The Mudcat Café TM
Thread #51103   Message #791843
Posted By: wysiwyg
26-Sep-02 - 12:49 PM
Thread Name: BS: Making Dreams Come True? --Hesperis
Subject: RE: BS: Making Dreams Come True? --Hesperis
Hess, I see how the plans all link together. But on a day to day basis, if you focus firmly on what you can actually do that day, and on all the good things surrounding you, the rest of the pieces will come together. For example, if the day comes that what you can do that day is move to the shelter, then you will also find a way to keep using a computer to do everything else that you can do.

It is very hard, I know, to keep making long range plans and working toward them, AND live one day at a time. My experience has been that when the long range plan and the one-day-at-a-time don't mesh, and result in more stress instead of more solutions, then the person may not yet be on the right mission they are called to be on. Sometimes that mission changes when we are not looking. Needing to be needed, and being called to be needed, may not be the same thing. So if pursuit of the longer plan makes the daily function go down and down, something is wrong with that picture somewhere.

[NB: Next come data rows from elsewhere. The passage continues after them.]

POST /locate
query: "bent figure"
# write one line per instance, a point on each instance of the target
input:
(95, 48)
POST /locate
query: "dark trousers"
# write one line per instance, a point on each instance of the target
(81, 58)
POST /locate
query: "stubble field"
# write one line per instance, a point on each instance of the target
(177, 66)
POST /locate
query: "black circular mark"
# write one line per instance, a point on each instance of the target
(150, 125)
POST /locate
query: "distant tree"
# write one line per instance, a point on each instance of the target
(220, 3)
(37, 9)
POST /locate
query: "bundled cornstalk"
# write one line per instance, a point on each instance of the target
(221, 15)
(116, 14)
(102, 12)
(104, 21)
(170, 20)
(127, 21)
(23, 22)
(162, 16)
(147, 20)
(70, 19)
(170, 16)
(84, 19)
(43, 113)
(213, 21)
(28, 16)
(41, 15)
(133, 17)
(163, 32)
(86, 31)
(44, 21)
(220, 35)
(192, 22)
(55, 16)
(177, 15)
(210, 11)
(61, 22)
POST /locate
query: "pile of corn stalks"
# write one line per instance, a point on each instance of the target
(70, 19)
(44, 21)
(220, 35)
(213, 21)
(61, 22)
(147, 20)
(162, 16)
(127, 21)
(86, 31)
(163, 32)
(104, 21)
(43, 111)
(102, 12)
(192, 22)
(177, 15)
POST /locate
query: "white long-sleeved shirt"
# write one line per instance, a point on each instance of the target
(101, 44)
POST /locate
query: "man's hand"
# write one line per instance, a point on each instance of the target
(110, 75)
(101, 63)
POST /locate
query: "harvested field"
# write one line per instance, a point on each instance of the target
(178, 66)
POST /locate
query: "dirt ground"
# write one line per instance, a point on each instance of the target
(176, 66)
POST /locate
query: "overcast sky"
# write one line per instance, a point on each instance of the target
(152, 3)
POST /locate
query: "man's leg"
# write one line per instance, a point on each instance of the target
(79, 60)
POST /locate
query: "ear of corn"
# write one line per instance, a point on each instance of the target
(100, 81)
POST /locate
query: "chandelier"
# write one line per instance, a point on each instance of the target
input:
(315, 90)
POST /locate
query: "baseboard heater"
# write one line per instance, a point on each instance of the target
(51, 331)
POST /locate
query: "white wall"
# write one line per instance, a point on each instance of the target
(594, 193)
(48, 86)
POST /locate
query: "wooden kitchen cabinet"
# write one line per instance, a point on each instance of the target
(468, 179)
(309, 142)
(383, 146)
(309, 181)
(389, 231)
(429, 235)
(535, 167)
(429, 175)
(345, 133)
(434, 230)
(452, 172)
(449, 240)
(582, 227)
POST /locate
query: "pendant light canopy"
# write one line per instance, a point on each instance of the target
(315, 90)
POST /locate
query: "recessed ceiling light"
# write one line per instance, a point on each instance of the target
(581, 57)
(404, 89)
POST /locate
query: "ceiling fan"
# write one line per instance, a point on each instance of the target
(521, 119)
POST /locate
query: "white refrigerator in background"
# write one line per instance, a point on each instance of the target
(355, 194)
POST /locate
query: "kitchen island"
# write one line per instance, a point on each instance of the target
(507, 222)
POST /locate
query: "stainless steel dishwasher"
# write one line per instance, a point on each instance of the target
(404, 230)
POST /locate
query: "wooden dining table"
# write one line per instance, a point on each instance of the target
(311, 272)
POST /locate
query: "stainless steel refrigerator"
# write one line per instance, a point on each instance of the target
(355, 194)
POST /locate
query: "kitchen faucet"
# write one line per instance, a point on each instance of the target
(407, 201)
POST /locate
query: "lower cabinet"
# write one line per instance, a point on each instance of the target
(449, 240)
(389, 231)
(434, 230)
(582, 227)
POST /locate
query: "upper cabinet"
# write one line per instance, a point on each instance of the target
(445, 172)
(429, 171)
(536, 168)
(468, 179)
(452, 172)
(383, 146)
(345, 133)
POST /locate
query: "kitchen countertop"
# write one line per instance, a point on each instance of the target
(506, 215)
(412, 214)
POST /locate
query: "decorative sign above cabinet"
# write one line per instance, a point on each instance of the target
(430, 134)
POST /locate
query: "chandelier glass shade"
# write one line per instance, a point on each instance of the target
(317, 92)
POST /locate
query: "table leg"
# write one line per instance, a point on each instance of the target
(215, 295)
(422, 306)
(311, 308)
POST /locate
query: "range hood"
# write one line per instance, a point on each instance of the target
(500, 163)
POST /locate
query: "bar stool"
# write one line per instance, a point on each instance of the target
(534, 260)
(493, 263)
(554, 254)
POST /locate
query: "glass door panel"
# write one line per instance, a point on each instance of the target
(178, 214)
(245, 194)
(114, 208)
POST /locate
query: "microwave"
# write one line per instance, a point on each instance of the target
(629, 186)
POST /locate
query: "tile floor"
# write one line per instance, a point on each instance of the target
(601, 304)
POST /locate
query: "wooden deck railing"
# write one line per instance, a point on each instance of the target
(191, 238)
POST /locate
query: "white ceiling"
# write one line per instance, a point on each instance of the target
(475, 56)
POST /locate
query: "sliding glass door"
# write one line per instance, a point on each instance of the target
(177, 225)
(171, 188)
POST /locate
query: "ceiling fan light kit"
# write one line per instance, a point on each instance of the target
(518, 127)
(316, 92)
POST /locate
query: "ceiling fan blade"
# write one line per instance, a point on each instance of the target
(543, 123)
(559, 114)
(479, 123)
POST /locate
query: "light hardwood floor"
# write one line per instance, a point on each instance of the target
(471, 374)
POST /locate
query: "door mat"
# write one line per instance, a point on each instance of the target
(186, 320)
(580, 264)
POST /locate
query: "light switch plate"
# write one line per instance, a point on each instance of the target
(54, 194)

If on the other hand you find (logically and dispassionately) that the daily function IS going in an upward direction, but just FEELS like death, then what is needed is probably more silent laptime. The tears may not be the problem-- the lack of a safe lap to shed them, and a hand drawing your attention back into the good things in present time afterwards, may be what's actually missing here.

When I have counseled on (as counselor and as client) chronic deep physical distress, the most important resource has been the frequent opportunity just to be held gently in a collapsed postion, belly to belly like a newborn should be draped over the curve of the mother's belly, and allowed to let go for a break from the need to keep thinking, solving, surviving. A place to say, "OK, I am not going to fight to be alive, for the next ten minutes, and YOU are in chage of the whole UNIVERSE for that long. Stand guard for me!" Tears, laughter, and a healing sort of yawning follow in short order. That's been more useful to me, because that lap has been there, than anything else. More valuable than my amazing persistence, more valuable than my incredible intelligence and limitless creativity in the face of despair, more valuable than all the help I got-- because what it gave me was more mental slack to live in the world each day.

Do you have a lap like that at your disposal, or can you put anyone in touch with me who I can teach how to give that kind of lap?